Der geschrumpfte Salat ist gegessen, das Brot dazu schmeckte hervorragend. Das Gespräch nimmt an Fahrt auf, das nächste Bild von Hockney, „The Bigger Splash“ von 1967.

Wieder geht es um die Perspektive, den Raum, die Form und ihre Auflösung. Natürlich ist Hockney auch ein Geschichtenerzähler, ein Schelm, aber noch wichtiger ist es ihm, uns an die Hand zu nehmen und in seine Welt des Sehens zu entführen. Dafür malt er.
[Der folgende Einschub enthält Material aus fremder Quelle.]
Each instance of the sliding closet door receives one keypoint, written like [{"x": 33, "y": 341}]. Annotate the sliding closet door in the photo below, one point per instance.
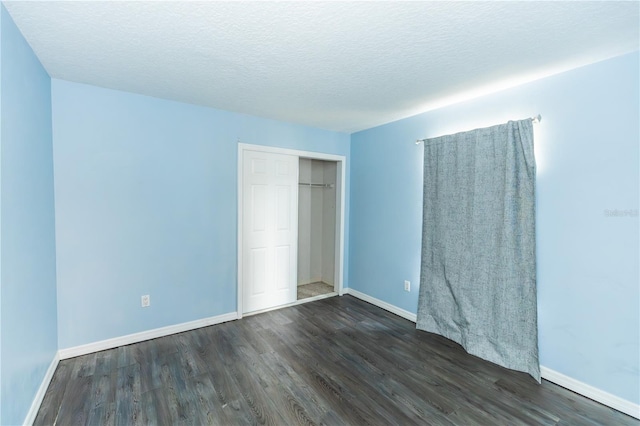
[{"x": 270, "y": 226}]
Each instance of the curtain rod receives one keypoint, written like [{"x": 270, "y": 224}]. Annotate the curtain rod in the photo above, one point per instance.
[{"x": 534, "y": 120}]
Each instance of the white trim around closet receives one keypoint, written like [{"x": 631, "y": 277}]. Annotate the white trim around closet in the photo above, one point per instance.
[{"x": 342, "y": 167}]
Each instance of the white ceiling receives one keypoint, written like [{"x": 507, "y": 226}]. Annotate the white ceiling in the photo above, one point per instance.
[{"x": 342, "y": 66}]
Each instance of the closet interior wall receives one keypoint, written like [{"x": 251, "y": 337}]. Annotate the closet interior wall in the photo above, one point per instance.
[{"x": 316, "y": 221}]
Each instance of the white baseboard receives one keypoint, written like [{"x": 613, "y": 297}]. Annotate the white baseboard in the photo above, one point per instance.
[
  {"x": 144, "y": 335},
  {"x": 591, "y": 392},
  {"x": 605, "y": 398},
  {"x": 381, "y": 304},
  {"x": 42, "y": 390}
]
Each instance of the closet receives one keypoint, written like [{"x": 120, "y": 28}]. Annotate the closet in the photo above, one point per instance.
[
  {"x": 316, "y": 227},
  {"x": 290, "y": 226}
]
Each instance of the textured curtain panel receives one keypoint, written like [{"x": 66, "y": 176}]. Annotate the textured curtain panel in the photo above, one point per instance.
[{"x": 478, "y": 275}]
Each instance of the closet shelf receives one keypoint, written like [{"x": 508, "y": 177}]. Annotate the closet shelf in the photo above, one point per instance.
[{"x": 316, "y": 185}]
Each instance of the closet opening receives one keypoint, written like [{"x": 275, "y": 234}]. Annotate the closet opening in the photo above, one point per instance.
[
  {"x": 317, "y": 203},
  {"x": 291, "y": 222}
]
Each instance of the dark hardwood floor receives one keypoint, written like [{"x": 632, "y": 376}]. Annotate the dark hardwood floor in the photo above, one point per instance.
[{"x": 337, "y": 361}]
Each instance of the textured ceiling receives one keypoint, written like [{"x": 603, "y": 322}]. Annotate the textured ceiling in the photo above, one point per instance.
[{"x": 342, "y": 66}]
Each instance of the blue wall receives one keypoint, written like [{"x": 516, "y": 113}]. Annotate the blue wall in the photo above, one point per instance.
[
  {"x": 146, "y": 203},
  {"x": 587, "y": 149},
  {"x": 27, "y": 240}
]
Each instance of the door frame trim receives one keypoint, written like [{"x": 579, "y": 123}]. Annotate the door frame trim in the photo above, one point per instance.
[{"x": 340, "y": 212}]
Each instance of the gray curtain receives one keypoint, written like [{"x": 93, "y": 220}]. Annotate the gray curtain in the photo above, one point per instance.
[{"x": 478, "y": 274}]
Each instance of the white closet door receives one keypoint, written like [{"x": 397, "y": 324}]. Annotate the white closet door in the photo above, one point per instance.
[{"x": 270, "y": 230}]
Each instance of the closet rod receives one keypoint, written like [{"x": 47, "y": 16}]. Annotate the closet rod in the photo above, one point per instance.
[
  {"x": 316, "y": 185},
  {"x": 534, "y": 120}
]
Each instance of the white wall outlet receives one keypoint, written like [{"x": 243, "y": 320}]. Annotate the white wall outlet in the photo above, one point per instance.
[{"x": 145, "y": 300}]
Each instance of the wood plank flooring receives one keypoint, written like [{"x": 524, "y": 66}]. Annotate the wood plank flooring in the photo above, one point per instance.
[{"x": 337, "y": 361}]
Die sogenannte „Verabredung zum Objektiven Sehen“ löst er auf, denn es gibt sie nicht.

Keiner (!) sieht das Gleiche, selbst bei einem so stilisierten Bild wie diesem. (Insgeheim lobe ich mich für unser Tischarrangement, denn es passt so wunderbar alles zusammen, auch diese Ablenkung erweitert die Wahrnehmung … ).

Bauen wir uns mit Hockney eine Welt des Schönen! Das verbindet Karen und mich, wir beide schweifen ab und lassen die Meister der Kunstgeschichte an uns vorbei laufen, van Gogh, Monet und seine Heuhaufen, der Anfang von so vielem, und natürlich Matisse: Luxe, calme et volupté. „Tja, das schafft er!“ So Karen, das Malen, um Freude zu erzeugen.

Und diese Freude hört nie auf. Der mittlerweile über achtzigjährige David Hockney beginnt unablässig von Neuem, indem er sich nun auf ein ganz junges Medium einlässt, das Malen auf dem I-Pad. Es entsteht eine Intensität, so unglaublich kreativ, dass es uns erneut den Blick auf die Welt zeigt, diesmal mit hochmodernen Mitteln. Das Sehen fängt von vorne an.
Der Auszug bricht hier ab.